Because I'm a FanBoiiiiii I went to see "Vice" on opening night, but before I get to the movie, a few things first. If you have a choice, do not see movies at Regal Cinemas - there must have been 20 minutes of commericals before the previews. (6 previews = good. However only two of the films looked definitely interesting. Two were of the resurgent "everything is crap and is getting worse" genre. I liked this one better when it was called Remember the Hoosier Wildcats when Coach Carter sent them down Glory Road so they can be Breaking Away. At least, I think that was the title. I can't even remember the sixth film, so clearly the trailer worked...) (Update: GAH! The 6th Sensepreview? I see dead people (with snake bites in their necks. On a M**********n' Plane!)

Anyway, as for the film, there was much to like. Michael Mann obviously fell in love with shooting digitally for "Collateral" and the same style works well here. So much of the film is at night, or shot in degrees of darkness, that the depth in detail supplied by digital filming is absolutely vital. The film looks fantastic. And Mann has always been great about shooting large, sprawling set-pieces, from the finale of "Last of the Mohicans" to the bank heist in "Heat." Again, no exceptions here. Similarly, the score is big and sweeping, more good stuff.

Going along with the look, the tone of the movie is almost mordantly dark. In retrospect, this isn't surprising, as behind the pastels and eye-candy, the TV show was most noted for being 'grittier' than what came before it. With "NYPD Blue" and "The Shield", that bar has been raised so that the original show is almost "Powderpuff Girls" by comparison.

The usual Achilles heel of any sort of cop movie, substandard baddies, isn't the problem either. They are menancing, mysterious, ruthless and plentiful enough for the final shootout (oops...SPOILER!. Like you didn't know there was a shootout...) to last a while.

So why, then, does the movie not totally work? Well for one, pacing. It's not too slow, it's just a little off. For once, Mann's work in the editing room doesn't seem to have equaled that produced on the set - the love scenes are nice, but they seem either extraneous or simply too long and still - in a different genre of movie they'd work fine, but here they impede rather than advance the story.

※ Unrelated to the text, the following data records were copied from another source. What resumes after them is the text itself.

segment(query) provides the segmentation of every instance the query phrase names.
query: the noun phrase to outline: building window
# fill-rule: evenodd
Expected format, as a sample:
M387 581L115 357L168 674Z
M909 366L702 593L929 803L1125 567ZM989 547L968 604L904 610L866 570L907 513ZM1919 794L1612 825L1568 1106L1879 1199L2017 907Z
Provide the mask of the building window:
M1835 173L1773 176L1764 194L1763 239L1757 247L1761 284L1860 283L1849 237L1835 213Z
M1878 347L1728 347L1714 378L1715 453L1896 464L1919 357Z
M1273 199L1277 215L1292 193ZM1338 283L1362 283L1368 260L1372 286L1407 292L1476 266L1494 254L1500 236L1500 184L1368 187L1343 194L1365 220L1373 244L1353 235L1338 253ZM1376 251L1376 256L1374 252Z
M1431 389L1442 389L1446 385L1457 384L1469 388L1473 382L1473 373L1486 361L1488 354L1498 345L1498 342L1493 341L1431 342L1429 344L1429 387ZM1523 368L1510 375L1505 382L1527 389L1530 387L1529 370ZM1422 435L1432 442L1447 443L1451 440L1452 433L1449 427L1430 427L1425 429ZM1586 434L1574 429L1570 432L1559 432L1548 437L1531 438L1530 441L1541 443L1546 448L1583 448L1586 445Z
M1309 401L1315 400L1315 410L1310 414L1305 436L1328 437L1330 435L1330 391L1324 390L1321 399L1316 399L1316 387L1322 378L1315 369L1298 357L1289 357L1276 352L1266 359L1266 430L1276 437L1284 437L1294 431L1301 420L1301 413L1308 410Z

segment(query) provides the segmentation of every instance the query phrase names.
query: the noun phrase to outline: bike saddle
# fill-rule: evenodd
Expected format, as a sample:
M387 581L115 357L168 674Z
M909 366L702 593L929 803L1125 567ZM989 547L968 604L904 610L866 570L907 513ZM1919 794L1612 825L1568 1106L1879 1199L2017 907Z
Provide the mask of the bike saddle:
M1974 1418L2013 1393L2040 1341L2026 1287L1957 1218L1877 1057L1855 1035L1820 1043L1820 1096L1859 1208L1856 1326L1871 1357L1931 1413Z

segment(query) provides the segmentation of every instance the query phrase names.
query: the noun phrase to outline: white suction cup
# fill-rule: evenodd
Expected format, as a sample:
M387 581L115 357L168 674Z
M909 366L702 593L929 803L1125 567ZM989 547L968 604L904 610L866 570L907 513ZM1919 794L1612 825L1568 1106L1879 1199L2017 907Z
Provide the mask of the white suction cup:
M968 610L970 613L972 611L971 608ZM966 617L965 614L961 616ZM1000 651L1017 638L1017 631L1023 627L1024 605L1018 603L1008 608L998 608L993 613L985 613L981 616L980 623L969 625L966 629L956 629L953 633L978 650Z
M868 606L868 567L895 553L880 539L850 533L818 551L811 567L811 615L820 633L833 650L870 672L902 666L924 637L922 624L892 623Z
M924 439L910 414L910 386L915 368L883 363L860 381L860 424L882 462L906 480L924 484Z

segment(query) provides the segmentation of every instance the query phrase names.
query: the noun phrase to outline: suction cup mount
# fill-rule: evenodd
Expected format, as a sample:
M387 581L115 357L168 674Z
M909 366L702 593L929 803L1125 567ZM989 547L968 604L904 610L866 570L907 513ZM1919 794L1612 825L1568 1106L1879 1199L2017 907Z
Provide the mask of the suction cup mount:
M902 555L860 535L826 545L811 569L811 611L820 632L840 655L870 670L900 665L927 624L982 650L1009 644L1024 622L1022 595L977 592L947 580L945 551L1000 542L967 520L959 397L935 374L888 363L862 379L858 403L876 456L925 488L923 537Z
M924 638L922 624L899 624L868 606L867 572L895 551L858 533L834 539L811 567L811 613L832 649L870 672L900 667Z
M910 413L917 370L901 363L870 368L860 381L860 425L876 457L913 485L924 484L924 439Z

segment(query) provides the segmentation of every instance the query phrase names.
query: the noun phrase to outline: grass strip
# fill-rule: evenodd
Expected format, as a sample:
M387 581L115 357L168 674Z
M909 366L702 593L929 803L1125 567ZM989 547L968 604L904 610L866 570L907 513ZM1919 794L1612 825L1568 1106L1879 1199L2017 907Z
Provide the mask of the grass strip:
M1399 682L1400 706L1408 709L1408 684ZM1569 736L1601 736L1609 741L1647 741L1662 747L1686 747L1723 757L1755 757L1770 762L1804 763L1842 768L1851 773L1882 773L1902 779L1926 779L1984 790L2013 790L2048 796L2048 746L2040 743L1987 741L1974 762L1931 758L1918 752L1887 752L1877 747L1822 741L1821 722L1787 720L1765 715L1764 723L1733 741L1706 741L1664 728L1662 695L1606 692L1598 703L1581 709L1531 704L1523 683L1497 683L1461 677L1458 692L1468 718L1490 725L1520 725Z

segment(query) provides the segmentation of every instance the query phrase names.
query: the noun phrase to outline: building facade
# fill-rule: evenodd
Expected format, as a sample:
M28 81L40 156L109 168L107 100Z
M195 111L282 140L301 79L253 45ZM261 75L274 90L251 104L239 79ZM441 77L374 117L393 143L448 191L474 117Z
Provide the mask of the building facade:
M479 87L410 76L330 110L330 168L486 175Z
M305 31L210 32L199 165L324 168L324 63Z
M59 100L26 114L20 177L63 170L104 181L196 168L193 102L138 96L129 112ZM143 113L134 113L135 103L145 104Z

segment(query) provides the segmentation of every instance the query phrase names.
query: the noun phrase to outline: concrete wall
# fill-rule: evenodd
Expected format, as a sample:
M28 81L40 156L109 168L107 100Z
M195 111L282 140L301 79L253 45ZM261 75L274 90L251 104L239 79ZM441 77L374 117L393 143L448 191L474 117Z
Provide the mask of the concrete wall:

But the biggest reason is the casting of Gong Li as the pivotal female character. First, the screen chemistry between her and Colin Farrel is largely non-existant. Second, it's more than slightly confusing for this character to be Chinese-Cuban-Columbian (or whatever), accent issues aside. (And the accent issue is huge - it's hard to suspend disbelief about a relationship when you can't understand what one party is saying.) These combine to make this whole plot point labored, and ultimately unbelievable. Which wouldn't normally matter in a procedural, but Mann spends so much time on it that it is unavoidable.

All that said, this is still a quality film, just not up there with Mann's best. Penalty points for Jamie Foxx being made almost superflous to Collin Farrell's indescribably fantastic hair.

Pooh's View: B-

1 comment:

Icepick said...

That's POWERpuff Girls! And Bubbles goes up to eleven.